Introduction to the Transaction Log

Question

Introduction to the Transaction Log

Viewing 5 posts - 61 through 65 (of 65 total)

You must be logged in to reply to this topic. Login to reply

JacekO SSCertifiable Points: 6610 More actions · Answer 1

The performace issues related to the transaction log (and data files as well) I have seen are related to the autogrowth. Now I tend to create databases and log files big enough so the autogrowth process does not occur.

I did run some tests where the maximum duration of some SPs calls was affected by the autogrowth process. The overall average duration does not get affected much, but on a system where you need to keep the maximum duration of a SP execution in check it could cause a problem.

---------------------------------------------
[font="Verdana"]Nothing is impossible.
It is just a matter of time and money.[/font]

James_DBA Default port Points: 1422 More actions · Answer 2

Gail, great questions (especially the proof question). I split this into two postings; to make a little easier to read...as well as easier for anyone who wants to respond to specific topic of choice.

First, I want to address and ensure that everyone following this understands what I mean by "performance degradation". In context of this thread, we are purely talking about performance of the Transaction Log itself (not the impact on the database engine or the hard drives)...however, it is very hard not to include those aspects within the same conversation.

Now with that cleared up; the "concept" is very simple. Assume we have a transaction that we know is 10KB in size and we know we will be committing this transaction 500,000 times. Also, assume you have a transaction log just large enough to store 1,000 of these transactions (approximately 10 MB). And assume the Auto-growth option is turned on, and the setting is set high enough to adjust the log to a size that will fit 500,000 transactions (approximately grow another 500 MB when space runs out; bringing to a total of 510MB). I know this is a bit absurd, but very possible to occur.

In the SIMPLE model we would experience the following occur within the transaction log (this is assuming the log has no other transactions previously stored, and has a fresh checkpoint)...

A-1) After approximately 700 transactions are committed SQL Server will then issue an Automatic Checkpoint

A-2) Once the automatic checkpoint occurs, SQL Server will mark the transactions as ready for release from the log

A-3) SQL Server will release the transactions (TRUNCATE the log)

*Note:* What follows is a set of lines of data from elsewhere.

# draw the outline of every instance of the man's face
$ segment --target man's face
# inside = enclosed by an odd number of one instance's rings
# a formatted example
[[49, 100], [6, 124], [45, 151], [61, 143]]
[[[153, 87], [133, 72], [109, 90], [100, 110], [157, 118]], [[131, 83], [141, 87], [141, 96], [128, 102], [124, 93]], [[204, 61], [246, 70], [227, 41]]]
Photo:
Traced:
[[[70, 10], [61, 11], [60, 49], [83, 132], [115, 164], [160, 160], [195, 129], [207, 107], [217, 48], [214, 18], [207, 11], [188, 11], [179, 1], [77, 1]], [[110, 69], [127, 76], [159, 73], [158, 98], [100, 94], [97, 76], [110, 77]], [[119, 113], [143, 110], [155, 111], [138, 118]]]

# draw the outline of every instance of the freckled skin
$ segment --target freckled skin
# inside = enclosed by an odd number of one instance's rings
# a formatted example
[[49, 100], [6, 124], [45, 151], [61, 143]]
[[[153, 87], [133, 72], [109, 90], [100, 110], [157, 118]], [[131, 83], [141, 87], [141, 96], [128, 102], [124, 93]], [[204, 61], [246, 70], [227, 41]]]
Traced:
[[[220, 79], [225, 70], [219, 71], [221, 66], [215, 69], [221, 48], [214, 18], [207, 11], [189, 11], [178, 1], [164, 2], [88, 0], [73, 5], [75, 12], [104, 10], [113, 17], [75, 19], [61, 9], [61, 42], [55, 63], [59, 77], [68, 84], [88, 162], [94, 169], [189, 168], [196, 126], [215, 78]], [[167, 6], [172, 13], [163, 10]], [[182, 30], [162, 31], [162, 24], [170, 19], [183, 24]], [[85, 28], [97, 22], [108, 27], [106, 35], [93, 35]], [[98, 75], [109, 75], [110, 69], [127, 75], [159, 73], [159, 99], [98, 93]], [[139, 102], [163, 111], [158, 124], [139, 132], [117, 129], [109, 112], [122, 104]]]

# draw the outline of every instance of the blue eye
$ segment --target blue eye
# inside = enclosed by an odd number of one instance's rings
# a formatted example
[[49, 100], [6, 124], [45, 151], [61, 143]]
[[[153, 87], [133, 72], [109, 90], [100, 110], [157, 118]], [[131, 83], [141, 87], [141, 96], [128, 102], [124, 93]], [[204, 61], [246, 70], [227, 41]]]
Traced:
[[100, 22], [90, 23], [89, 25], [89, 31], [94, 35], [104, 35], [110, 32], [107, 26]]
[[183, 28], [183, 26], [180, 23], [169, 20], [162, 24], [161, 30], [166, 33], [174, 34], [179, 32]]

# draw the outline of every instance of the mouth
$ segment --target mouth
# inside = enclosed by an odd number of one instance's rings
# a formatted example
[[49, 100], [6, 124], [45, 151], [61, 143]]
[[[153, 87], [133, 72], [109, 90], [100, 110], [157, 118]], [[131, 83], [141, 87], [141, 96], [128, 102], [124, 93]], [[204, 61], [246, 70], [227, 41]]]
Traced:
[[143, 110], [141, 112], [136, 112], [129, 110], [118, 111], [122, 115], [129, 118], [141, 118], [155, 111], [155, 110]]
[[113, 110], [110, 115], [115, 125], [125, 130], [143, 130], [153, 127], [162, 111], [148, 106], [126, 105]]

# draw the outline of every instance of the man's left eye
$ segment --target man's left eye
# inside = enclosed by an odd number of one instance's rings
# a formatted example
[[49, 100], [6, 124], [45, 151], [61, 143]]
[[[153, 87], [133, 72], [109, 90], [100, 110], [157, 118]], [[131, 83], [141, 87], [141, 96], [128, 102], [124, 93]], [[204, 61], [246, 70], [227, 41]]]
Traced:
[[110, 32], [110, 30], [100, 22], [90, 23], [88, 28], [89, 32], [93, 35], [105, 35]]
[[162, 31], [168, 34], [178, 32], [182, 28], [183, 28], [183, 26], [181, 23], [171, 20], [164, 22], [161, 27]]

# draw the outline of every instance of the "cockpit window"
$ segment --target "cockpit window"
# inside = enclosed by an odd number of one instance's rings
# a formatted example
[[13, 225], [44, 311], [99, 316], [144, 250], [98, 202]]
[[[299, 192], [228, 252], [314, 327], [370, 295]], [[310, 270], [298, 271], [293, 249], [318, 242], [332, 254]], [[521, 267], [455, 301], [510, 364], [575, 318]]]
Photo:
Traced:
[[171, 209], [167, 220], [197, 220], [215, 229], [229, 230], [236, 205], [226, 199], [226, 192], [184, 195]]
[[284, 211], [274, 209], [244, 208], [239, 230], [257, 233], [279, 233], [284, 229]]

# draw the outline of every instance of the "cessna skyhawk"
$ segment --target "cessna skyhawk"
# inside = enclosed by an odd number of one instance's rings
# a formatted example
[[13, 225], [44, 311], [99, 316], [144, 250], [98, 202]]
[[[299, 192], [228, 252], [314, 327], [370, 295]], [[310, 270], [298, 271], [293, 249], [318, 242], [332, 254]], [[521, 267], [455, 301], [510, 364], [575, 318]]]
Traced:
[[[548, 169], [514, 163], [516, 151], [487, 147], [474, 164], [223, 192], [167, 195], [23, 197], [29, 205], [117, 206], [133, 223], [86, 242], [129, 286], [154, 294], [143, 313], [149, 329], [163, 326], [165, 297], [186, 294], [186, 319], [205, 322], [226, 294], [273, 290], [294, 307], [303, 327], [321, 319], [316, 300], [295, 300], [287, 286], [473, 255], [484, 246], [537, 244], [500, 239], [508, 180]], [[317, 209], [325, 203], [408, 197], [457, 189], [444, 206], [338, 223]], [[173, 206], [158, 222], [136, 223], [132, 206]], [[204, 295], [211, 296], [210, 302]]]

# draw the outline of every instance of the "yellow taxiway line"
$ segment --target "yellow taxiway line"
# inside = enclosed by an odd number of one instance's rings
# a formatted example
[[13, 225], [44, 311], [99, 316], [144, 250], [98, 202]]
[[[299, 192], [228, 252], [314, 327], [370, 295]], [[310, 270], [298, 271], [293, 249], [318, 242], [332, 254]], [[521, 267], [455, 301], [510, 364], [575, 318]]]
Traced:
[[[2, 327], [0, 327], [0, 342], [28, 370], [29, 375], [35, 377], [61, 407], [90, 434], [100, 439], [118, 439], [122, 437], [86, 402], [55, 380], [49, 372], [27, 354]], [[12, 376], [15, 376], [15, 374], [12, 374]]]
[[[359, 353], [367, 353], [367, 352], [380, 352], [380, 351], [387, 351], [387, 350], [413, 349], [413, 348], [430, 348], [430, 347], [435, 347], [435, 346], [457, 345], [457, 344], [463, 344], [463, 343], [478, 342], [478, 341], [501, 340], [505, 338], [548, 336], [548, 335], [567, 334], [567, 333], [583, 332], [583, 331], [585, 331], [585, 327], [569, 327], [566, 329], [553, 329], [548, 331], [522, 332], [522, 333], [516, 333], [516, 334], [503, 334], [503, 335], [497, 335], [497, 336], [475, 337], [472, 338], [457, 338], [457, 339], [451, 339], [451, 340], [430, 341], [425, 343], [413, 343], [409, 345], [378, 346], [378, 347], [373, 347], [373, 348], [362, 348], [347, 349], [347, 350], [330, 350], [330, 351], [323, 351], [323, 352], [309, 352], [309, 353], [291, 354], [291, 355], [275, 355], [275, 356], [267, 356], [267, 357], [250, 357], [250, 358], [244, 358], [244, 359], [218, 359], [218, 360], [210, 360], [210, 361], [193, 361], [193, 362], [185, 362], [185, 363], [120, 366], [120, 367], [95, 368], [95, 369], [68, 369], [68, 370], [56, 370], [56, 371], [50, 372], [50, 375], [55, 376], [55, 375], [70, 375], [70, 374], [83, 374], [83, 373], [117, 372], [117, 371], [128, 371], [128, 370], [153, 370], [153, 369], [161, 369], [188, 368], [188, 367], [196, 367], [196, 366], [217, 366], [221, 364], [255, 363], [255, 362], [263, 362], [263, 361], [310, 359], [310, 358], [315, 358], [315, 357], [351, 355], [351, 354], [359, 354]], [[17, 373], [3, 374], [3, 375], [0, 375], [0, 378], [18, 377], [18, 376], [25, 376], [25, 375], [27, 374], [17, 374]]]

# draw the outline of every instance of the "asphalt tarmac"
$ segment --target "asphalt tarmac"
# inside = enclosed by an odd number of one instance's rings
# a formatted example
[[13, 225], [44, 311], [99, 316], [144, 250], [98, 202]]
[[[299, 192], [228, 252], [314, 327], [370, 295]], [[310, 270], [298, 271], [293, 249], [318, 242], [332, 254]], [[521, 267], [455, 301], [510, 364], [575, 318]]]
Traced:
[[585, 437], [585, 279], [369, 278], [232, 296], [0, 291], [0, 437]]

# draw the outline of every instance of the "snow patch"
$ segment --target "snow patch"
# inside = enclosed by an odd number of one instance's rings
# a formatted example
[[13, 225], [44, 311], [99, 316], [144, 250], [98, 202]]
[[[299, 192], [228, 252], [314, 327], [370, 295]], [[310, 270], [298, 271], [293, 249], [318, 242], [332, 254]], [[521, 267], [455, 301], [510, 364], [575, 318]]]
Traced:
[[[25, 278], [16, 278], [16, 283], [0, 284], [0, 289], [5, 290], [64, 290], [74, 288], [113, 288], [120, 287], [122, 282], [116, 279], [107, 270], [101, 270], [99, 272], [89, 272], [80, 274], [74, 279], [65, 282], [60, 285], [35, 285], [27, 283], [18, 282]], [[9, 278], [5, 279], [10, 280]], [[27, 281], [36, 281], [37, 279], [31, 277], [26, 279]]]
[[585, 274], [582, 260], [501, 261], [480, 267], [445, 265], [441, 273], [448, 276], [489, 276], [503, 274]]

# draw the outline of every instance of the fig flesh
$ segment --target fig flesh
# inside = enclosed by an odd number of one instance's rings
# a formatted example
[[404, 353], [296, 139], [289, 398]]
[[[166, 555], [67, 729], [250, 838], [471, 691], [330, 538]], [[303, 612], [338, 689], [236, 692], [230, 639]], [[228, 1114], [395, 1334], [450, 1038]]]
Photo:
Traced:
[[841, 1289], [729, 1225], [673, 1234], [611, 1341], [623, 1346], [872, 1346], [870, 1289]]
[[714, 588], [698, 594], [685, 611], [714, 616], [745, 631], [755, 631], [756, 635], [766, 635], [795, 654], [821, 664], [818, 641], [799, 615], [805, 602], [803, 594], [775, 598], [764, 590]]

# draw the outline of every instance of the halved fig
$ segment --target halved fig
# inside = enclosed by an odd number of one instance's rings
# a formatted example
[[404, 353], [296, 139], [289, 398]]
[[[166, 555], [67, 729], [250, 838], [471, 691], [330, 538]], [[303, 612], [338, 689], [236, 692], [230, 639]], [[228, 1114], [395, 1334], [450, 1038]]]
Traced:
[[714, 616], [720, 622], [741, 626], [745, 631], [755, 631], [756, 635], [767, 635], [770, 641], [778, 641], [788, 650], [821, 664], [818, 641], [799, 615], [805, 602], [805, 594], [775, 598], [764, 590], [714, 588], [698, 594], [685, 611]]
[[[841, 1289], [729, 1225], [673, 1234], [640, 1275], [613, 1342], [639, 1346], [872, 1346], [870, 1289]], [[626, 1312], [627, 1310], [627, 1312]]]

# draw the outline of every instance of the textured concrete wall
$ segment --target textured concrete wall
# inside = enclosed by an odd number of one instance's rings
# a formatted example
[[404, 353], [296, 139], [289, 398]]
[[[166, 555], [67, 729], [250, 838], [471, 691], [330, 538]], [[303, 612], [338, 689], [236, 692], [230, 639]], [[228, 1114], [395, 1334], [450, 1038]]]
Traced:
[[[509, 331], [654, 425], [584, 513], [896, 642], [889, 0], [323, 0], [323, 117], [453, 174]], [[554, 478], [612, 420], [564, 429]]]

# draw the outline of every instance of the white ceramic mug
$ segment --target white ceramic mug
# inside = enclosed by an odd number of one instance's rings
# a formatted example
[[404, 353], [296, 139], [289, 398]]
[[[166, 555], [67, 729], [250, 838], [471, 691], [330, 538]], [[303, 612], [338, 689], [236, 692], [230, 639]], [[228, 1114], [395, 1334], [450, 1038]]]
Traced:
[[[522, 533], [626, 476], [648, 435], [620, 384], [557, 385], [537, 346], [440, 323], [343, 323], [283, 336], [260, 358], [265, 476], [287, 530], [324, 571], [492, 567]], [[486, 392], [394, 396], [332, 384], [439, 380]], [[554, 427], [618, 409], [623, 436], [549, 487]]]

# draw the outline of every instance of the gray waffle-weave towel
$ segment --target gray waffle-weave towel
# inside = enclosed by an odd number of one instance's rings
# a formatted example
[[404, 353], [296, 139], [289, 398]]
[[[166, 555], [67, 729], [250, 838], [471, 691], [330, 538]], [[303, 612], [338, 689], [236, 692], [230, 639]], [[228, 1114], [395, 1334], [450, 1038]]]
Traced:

B-1) SQL Server will resume with where it left off on the set of transactions it was processing

B-2) SQL Server will restart with Step A-1 for the next set of 700 transactions

Now, notice here that SQL Server never actually increases the log file size...even though it has the setting to do so? This is because the transactions fit within the log file size and SQL has settings that will use Auto Checkpoint either after a timed interval (predetermined by SQL, but may be overridden by user) or upon 70% capacity used up within the transaction log...whichever occurs first.

With the FULL recovery model we will see a slightly different behavior...

A-1) When the transactions no longer fit within the log then SQL Server check to see if the FILEGROWTH option is enabled, if so then to see what size to increase by (10% is default; however, our setting in this scenario is 500MB)

A-2) SQL Server then grows the log file by proper size (assuming disk space is available); should either FILEGROWTH be turned off or disk space runs out, SQL returns a 9002 error

A-3) If no errors, SQL resumes with transactions until either completed or further space is required (SQL returns to step A-1)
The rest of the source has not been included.